You can find the complete, commented code up on [github](https://github.com/hrbrmstr/snowfirst).
The Washingon Post did another great story+vis, this time on states [Spending seized assets](http://www.washingtonpost.com/wp-srv/special/investigative/asset-seizures/).

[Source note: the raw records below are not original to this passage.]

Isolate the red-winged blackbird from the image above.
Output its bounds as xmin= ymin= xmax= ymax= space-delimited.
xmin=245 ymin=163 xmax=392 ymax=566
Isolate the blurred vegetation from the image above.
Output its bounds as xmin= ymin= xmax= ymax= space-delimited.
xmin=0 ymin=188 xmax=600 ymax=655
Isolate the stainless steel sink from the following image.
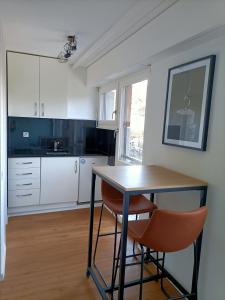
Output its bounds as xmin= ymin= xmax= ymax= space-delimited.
xmin=46 ymin=151 xmax=70 ymax=156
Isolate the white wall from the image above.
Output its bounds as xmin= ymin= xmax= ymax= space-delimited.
xmin=87 ymin=0 xmax=225 ymax=300
xmin=144 ymin=36 xmax=225 ymax=300
xmin=87 ymin=0 xmax=225 ymax=86
xmin=0 ymin=25 xmax=7 ymax=280
xmin=68 ymin=68 xmax=97 ymax=120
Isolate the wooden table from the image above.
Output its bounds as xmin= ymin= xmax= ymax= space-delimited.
xmin=87 ymin=166 xmax=207 ymax=300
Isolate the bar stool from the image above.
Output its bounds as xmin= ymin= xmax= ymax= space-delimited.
xmin=93 ymin=181 xmax=157 ymax=287
xmin=118 ymin=206 xmax=207 ymax=300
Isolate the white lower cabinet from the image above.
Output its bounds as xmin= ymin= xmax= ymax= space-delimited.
xmin=8 ymin=157 xmax=40 ymax=208
xmin=40 ymin=157 xmax=79 ymax=204
xmin=8 ymin=189 xmax=40 ymax=207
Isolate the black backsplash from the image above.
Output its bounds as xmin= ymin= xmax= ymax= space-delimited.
xmin=8 ymin=117 xmax=115 ymax=157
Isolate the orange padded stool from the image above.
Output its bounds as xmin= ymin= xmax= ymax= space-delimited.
xmin=93 ymin=181 xmax=157 ymax=286
xmin=121 ymin=206 xmax=207 ymax=299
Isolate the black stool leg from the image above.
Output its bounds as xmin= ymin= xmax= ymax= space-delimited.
xmin=133 ymin=214 xmax=138 ymax=256
xmin=111 ymin=214 xmax=118 ymax=299
xmin=160 ymin=252 xmax=170 ymax=298
xmin=111 ymin=238 xmax=121 ymax=299
xmin=93 ymin=203 xmax=104 ymax=265
xmin=139 ymin=244 xmax=144 ymax=300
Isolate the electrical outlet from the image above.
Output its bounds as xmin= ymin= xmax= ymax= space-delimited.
xmin=23 ymin=131 xmax=30 ymax=138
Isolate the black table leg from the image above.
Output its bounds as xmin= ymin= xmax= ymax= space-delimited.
xmin=118 ymin=192 xmax=130 ymax=300
xmin=86 ymin=173 xmax=96 ymax=277
xmin=191 ymin=187 xmax=207 ymax=300
xmin=145 ymin=193 xmax=155 ymax=262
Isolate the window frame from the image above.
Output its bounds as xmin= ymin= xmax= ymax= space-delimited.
xmin=97 ymin=81 xmax=118 ymax=130
xmin=116 ymin=66 xmax=150 ymax=164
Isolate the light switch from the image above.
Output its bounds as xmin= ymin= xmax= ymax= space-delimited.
xmin=23 ymin=131 xmax=30 ymax=137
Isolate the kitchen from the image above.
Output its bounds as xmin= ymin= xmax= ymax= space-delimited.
xmin=7 ymin=52 xmax=115 ymax=216
xmin=0 ymin=0 xmax=225 ymax=300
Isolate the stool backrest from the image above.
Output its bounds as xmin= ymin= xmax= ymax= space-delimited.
xmin=141 ymin=207 xmax=207 ymax=252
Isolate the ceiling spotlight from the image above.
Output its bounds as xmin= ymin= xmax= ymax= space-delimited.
xmin=57 ymin=35 xmax=77 ymax=63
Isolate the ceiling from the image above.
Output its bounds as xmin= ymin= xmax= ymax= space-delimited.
xmin=0 ymin=0 xmax=175 ymax=66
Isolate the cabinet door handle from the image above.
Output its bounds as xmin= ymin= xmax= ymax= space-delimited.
xmin=41 ymin=102 xmax=45 ymax=117
xmin=16 ymin=173 xmax=33 ymax=176
xmin=34 ymin=102 xmax=37 ymax=116
xmin=74 ymin=160 xmax=78 ymax=174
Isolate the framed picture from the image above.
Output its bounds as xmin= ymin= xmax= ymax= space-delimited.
xmin=162 ymin=55 xmax=216 ymax=151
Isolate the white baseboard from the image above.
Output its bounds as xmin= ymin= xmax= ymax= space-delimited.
xmin=0 ymin=245 xmax=6 ymax=281
xmin=8 ymin=202 xmax=101 ymax=217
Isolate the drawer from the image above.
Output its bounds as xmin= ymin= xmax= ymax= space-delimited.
xmin=8 ymin=189 xmax=40 ymax=207
xmin=8 ymin=168 xmax=40 ymax=179
xmin=8 ymin=157 xmax=40 ymax=169
xmin=8 ymin=178 xmax=40 ymax=191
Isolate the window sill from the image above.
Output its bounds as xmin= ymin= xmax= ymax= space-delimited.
xmin=118 ymin=159 xmax=142 ymax=166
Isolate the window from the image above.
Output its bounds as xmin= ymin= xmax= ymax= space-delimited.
xmin=99 ymin=90 xmax=116 ymax=121
xmin=98 ymin=81 xmax=118 ymax=129
xmin=120 ymin=79 xmax=148 ymax=162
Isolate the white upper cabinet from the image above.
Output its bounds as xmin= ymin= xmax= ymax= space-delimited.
xmin=7 ymin=52 xmax=39 ymax=118
xmin=40 ymin=57 xmax=68 ymax=119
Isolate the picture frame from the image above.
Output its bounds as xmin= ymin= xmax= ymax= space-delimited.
xmin=162 ymin=55 xmax=216 ymax=151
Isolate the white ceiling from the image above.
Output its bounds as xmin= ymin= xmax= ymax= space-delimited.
xmin=0 ymin=0 xmax=174 ymax=66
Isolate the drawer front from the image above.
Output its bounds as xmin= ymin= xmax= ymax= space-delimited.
xmin=8 ymin=168 xmax=40 ymax=179
xmin=8 ymin=178 xmax=40 ymax=191
xmin=8 ymin=189 xmax=40 ymax=207
xmin=8 ymin=157 xmax=40 ymax=169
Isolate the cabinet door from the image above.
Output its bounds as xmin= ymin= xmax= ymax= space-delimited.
xmin=40 ymin=57 xmax=68 ymax=119
xmin=40 ymin=157 xmax=79 ymax=204
xmin=7 ymin=52 xmax=39 ymax=118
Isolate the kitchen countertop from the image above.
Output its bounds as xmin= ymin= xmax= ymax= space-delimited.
xmin=8 ymin=152 xmax=108 ymax=158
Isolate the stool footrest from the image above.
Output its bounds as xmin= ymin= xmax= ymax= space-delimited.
xmin=99 ymin=231 xmax=121 ymax=236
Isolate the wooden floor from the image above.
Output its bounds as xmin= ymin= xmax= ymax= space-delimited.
xmin=0 ymin=209 xmax=180 ymax=300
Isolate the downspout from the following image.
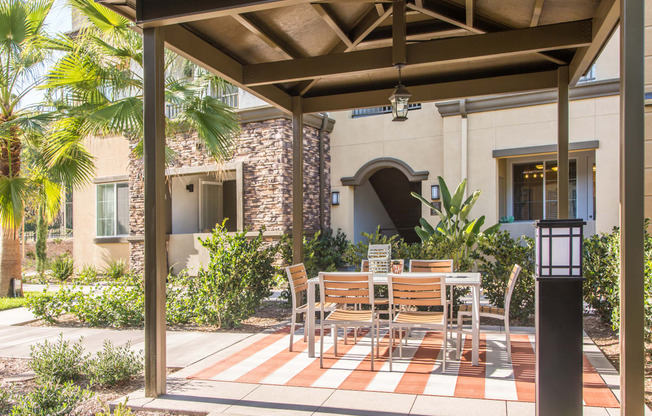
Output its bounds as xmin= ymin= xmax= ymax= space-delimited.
xmin=318 ymin=113 xmax=328 ymax=230
xmin=460 ymin=98 xmax=469 ymax=198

According to their sub-head:
>_Since 2008, about 5,400 police agencies have spent $2.5 billion in proceeds from cash and property seized under federal civil forfeiture laws. Police suspected the assets were linked to crime, although in 81 percent of cases no one was indicted._
Their interactive visualization lets you drill down into each state to examine the spending in each category. Since the WaPo team made the [data available](http://www.washingtonpost.com/wp-srv/special/investigative/asset-seizures/data/all.json) [JSON] I thought it might be interesting to take a look at a comparison across states (i.e. who are the “big spenders” of this siezed hoarde). Here’s a snippet of the JSON:
{"states": [
{
"st": "AK",
"stn": "Alaska",
"total": 8470032,
"cats":
[{ "weapons": 1649832,
"electronicSurv": 402490,
"infoRewards": 760730,
"travTrain": 848128,
"commPrograms": 121664,
"salaryOvertime": 776766,
"other": 1487613,
"commComp": 1288439,
"buildImprov": 1134370 }],
"agencies": [
{
"aid": "AK0012700",
"aname": "Airport Police & Fire Ted Stevens Anch Int'L Arpt",
"total": 611553,
"cats":
[{ "weapons": 214296, "travTrain": 44467, "other": 215464, "commComp": 127308, "buildImprov": 10019 }]
},
{
"aid": "AK0010100",
"aname": "Anchorage Police Department",
"total": 3961497,
"cats":
[{ "weapons": 1104777, "electronicSurv": 94741, "infoRewards": 743230, "travTrain": 409474, "salaryOvertime": 770709, "other": 395317, "commComp": 249220, "buildImprov": 194029 }]
},
Getting the data was easy (in R, of course!). Let’s setup the packages we’ll need:
library(data.table)
library(dplyr)
library(tidyr)
library(ggplot2)
library(scales)
library(grid)
library(statebins)
library(gridExtra)
We also need `jsonlite`, but only to parse the data (which I’ve downloaded locally), so we’ll just do that in one standalone line:
data <- jsonlite::fromJSON("all.json", simplifyVector=FALSE)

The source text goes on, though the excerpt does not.